Inferno

Eileen Myles

Sometimes I’m surprised when it’s hard to write about books I really like, not being able to pinpoint what it is that I appreciate about them. It seems it should be easy when you’ve enjoyed something. Inferno is subtitled “a poet’s novel,” but also is kind of a memoir; it defies that straightforward categorization that makes it easy to synopsize. Other people have described it as “messy” or “slippery,” and, despite having qualities of a coming-of-age story, it zigzags through time and avoids the strictly linear framework — or even that postmodern, multilinear progression where the story steadily moves back and forth between eras, still in a forward-like movement — that you might expect. When I look back on what I’ve been reading over the last year, I see many examples of writing that plays with the idea of what it claims to be. It may be that I just enjoy literature that messes with everything.

Regardless of the zigzagging, Myles captures a sense of passage in her careers as a poet and a lesbian (they are both described with that term), while sharing entertaining stories of her early years in NYC. I suppose a big thing I appreciate is the lack of overt labeling of the meaning of these events. There isn’t an overlay of forced significance about why things happened or why they led to other things that happened, that interpretive narrative common in more personally-focused writing these days. As a poet’s novel, it can be like reading poetry, in the sense that long stretches went by without knowing if I was really “getting” anything, and then one passage would strike…
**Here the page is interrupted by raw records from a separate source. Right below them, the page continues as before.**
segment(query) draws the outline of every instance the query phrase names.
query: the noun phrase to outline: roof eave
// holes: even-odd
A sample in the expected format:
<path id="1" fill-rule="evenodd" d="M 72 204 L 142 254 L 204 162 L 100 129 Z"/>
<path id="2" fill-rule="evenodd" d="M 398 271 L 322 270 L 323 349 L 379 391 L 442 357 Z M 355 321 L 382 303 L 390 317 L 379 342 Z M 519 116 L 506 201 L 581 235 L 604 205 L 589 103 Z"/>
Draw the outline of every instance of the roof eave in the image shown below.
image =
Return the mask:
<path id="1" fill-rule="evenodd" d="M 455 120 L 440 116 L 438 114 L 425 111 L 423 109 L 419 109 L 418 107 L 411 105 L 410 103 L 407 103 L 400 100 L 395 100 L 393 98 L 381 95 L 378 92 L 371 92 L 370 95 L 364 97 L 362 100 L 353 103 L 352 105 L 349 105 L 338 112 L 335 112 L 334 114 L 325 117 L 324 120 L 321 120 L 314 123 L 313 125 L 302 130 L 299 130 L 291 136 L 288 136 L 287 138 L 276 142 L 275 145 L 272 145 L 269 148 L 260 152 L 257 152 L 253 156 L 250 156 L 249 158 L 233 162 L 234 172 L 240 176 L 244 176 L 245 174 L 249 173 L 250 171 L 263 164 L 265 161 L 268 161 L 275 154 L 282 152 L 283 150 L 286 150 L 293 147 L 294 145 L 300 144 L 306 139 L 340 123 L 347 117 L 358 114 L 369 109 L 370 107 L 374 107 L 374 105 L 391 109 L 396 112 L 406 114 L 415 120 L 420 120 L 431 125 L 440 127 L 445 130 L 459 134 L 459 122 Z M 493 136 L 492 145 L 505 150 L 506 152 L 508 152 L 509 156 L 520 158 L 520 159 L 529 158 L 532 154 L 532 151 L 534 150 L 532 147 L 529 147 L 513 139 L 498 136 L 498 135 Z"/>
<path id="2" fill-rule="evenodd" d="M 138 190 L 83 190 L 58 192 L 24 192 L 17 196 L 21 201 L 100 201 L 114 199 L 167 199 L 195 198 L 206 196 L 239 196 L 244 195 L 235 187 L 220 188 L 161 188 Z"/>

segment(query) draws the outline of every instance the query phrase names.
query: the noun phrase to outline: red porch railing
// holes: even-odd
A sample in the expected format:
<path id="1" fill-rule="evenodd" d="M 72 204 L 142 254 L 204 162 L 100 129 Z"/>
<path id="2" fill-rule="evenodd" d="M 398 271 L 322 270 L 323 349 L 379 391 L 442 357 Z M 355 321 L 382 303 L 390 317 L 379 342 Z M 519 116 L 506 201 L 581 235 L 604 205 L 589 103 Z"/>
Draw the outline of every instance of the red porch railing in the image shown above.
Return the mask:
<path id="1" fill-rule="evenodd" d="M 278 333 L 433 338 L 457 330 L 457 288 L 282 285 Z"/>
The place I found was carved out of sadness and sex and to write a poem there you merely needed to gather. There would be days in which feelings were so externalized that you just behaved like a painter a kid with deep pockets, bringing the lavender home. The poem was a grid — that swayed and moving through it you just picked up things and hung them on the grid all the while singing your broken heart out. Humming. It was a deep deep grey. In that place (and poetry most of all is a mastery of places, not the world but the weather of the states that form in your life and what you read and how things were taken and what came back) each of these series of occurrences creates a season. The seasons grow huge (till they die) and in each you create a new sense of what a poem is in relation to the space of your mind, heart, that kind of substance.